# Introduction to Applied Calculus

# About This Book

This textbook was created through Connecting the Pipeline: Libraries, OER, and Dual Enrollment from Secondary to Postsecondary, a $1.3 million project funded by LOUIS: The Louisiana Library Network and the Institute of Library and Museum Services. This project supports the extension of access to high-quality post-secondary opportunities to high school students across Louisiana and beyond by creating materials that can be adopted for dual enrollment environments. Dual enrollment is the opportunity for a student to be enrolled in high school and college at the same time.

The cohort-developed OER course materials are released under a license that permits their free use, reuse, modification and sharing with others. This includes a corresponding course available in Moodle and Canvas that can be imported to other platforms. For access/questions, contact Affordable Learning Louisiana.

If you are adopting this textbook, we would be glad to know of your use via this brief survey.

## Cover Image

The cover image is “Fibonacci spiral” by heroix and licensed in the Public Domain (Creative Commons PDM 1.0 DEED).

# How Is Applied Calculus Different?

Students who plan to go into science, engineering, or mathematics take a year-long sequence of classes that cover many of the same topics as we do in our one-quarter or one-semester course.

Here are some of the differences:

## No Trigonometry

We will not be using trigonometry at all in this course. The scientists and engineers need trigonometry frequently, and so a great deal of the engineering calculus course is devoted to trigonometric functions and the situations they can model.

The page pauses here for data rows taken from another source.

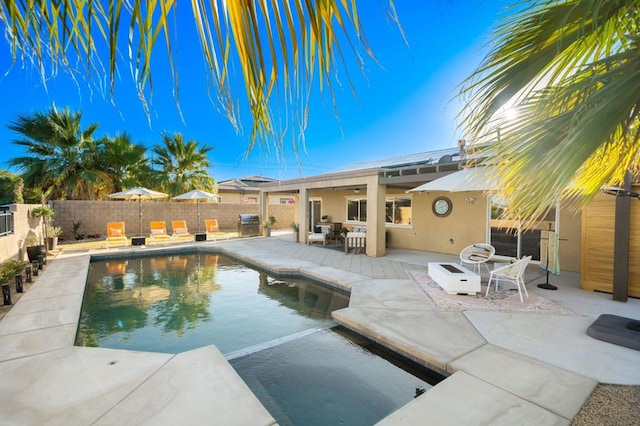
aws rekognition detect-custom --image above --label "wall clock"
[431,197,453,217]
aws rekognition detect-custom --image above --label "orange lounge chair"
[107,222,129,248]
[171,220,193,240]
[204,219,229,240]
[149,220,172,242]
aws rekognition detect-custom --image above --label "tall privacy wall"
[50,200,295,241]
[0,204,42,262]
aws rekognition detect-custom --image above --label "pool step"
[224,321,338,361]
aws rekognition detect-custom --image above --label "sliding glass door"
[489,197,557,261]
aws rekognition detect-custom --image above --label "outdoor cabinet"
[584,191,640,297]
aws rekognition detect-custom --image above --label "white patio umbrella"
[109,187,168,236]
[172,189,220,232]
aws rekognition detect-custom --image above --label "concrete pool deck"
[0,233,640,425]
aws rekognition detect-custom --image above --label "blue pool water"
[76,253,442,425]
[76,253,349,354]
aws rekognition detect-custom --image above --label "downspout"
[613,172,631,302]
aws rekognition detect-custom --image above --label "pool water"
[76,253,442,425]
[229,327,442,426]
[76,253,349,354]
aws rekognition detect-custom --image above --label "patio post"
[298,188,311,244]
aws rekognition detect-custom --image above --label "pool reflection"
[76,253,348,353]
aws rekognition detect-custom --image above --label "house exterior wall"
[218,191,296,204]
[0,204,43,262]
[302,188,581,271]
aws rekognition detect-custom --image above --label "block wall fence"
[50,200,295,240]
[0,200,296,263]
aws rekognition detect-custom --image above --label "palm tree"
[461,0,640,217]
[0,0,390,151]
[8,106,109,200]
[99,133,151,194]
[153,133,215,196]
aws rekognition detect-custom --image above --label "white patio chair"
[307,225,331,246]
[485,256,531,303]
[460,243,496,275]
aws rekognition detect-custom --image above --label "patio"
[0,232,640,424]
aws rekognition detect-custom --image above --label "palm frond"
[0,0,395,155]
[461,0,640,225]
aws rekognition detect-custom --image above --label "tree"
[153,133,215,196]
[99,133,151,193]
[0,170,24,204]
[0,0,397,153]
[461,0,640,217]
[8,106,109,200]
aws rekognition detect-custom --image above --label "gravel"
[571,384,640,426]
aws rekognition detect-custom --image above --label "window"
[347,198,367,222]
[385,197,411,225]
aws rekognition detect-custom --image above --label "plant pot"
[27,244,47,262]
[47,236,58,250]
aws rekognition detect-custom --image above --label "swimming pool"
[76,252,442,425]
[76,253,349,354]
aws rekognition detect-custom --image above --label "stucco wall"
[0,204,47,262]
[302,189,581,271]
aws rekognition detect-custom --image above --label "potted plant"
[262,214,276,237]
[0,259,25,283]
[24,230,47,262]
[47,226,62,250]
[262,219,271,237]
[291,222,300,243]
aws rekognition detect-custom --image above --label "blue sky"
[0,0,511,181]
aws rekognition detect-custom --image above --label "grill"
[238,214,260,237]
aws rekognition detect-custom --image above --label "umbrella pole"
[196,200,200,234]
[138,197,142,237]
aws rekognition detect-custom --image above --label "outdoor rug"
[407,271,577,315]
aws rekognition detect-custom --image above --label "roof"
[334,147,460,173]
[218,176,276,192]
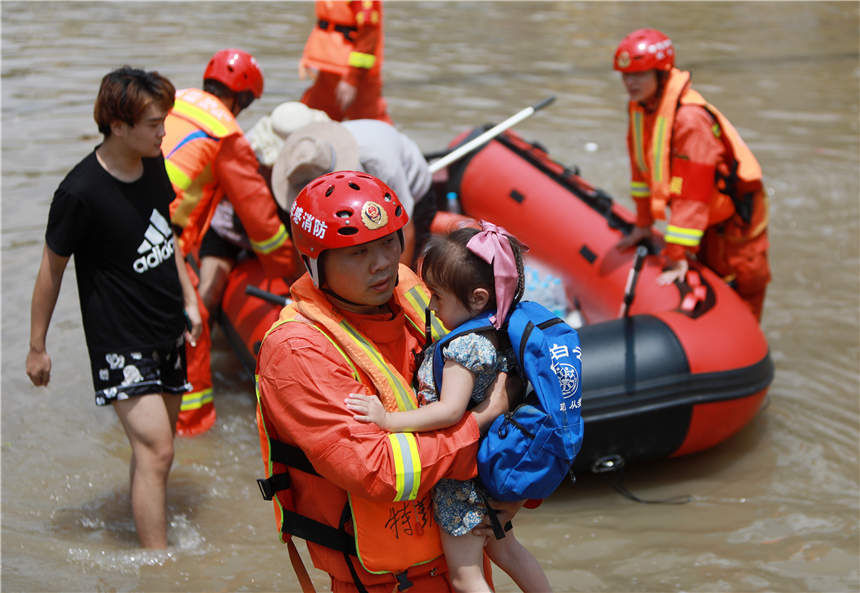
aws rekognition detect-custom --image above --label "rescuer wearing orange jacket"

## The Applications Are Different

The scientists and engineers learn how to apply calculus to physics problems, such as work. They do a lot of geometric applications, like finding minimum distances, volumes of revolution, or arclengths. In this class, we will do only a few of these (distance/velocity problems, areas between curves). On the other hand, we will learn to apply calculus in some economic and business settings, like maximizing profit or minimizing average cost, finding elasticity of demand, or finding the present value of a continuous income stream. Additionally, we will apply calculus in life and social science settings, like determining the rate at which drug concentration in the body is changing, or exploring the rate at which a subject learns. These are applications that are seldom seen in a course for engineers.

## Fewer Theorems, No Proofs

The focus of this course is applications rather than theory. In this course, we will use the results of some theorems, but we won’t prove any of them. When you finish this course, you should be able to solve many kinds of problems using calculus, but you won’t be prepared to go on to higher mathematics.

## Less Algebra

In this class, you will not need clever algebra. If you need to solve an equation, it will either be relatively simple, or you can use technology to solve it. In most cases, you won’t need “exact answers”; calculator numbers will be good enough.

# Simplification and Calculator Numbers

When you were in tenth grade, your math teacher may have impressed you with the need to simplify your answers. I’m here to tell you – she was wrong. The form your answer should be in depends entirely on what you will do with it next. In addition, the process of “simplifying” often messy algebra can ruin perfectly correct answers. From the teacher’s point of view, “simplifying” obscures how a student arrived at his answer and makes problems harder to grade. Moral: don’t spend a lot of extra time simplifying your answer. Leave it as close to how you arrived at it as possible.

## When Should You Simplify?

- Simplify when it actually makes your life easier. For example, in Chapter 2 it’s easier to find a second derivative if you simplify the first derivative.
- Simplify your answer when you need to match it to an answer in the book. You may need to do some algebra to be sure your answer and the book answer are the same.

## When You Use Your Calculator

A calculator is required for this course, and it can be a wonderful tool. However, you should be careful not to rely too strongly on your calculator.

Follow these rules of thumb:

- Estimate your answers. If you expect an answer of about 4, and your calculator says 2500, you’ve made an error somewhere.
- Don’t round until the very end. Every time you make a calculation with a rounded number, your answer gets a little bit worse.
- When you answer an applied problem, find a calculator number. It doesn’t mean much to suggest that the company should produce [latex]\frac{\sqrt{2100}\left(2.4\right)}{2.5}[/latex] items; it’s much more meaningful to report that they should produce about 106 items.
- When you present your final answer, round it to something that makes sense. If you’ve found an amount of US money, round it to the nearest cent. If you’ve computed the number of people, round to the nearest person. If there’s no obvious context, show your teacher at least two digits after the decimal place.
- Occasionally in this course, you will need to find the “exact answer.” That means – not a calculator approximation. (You can still use your calculator to check your answer.)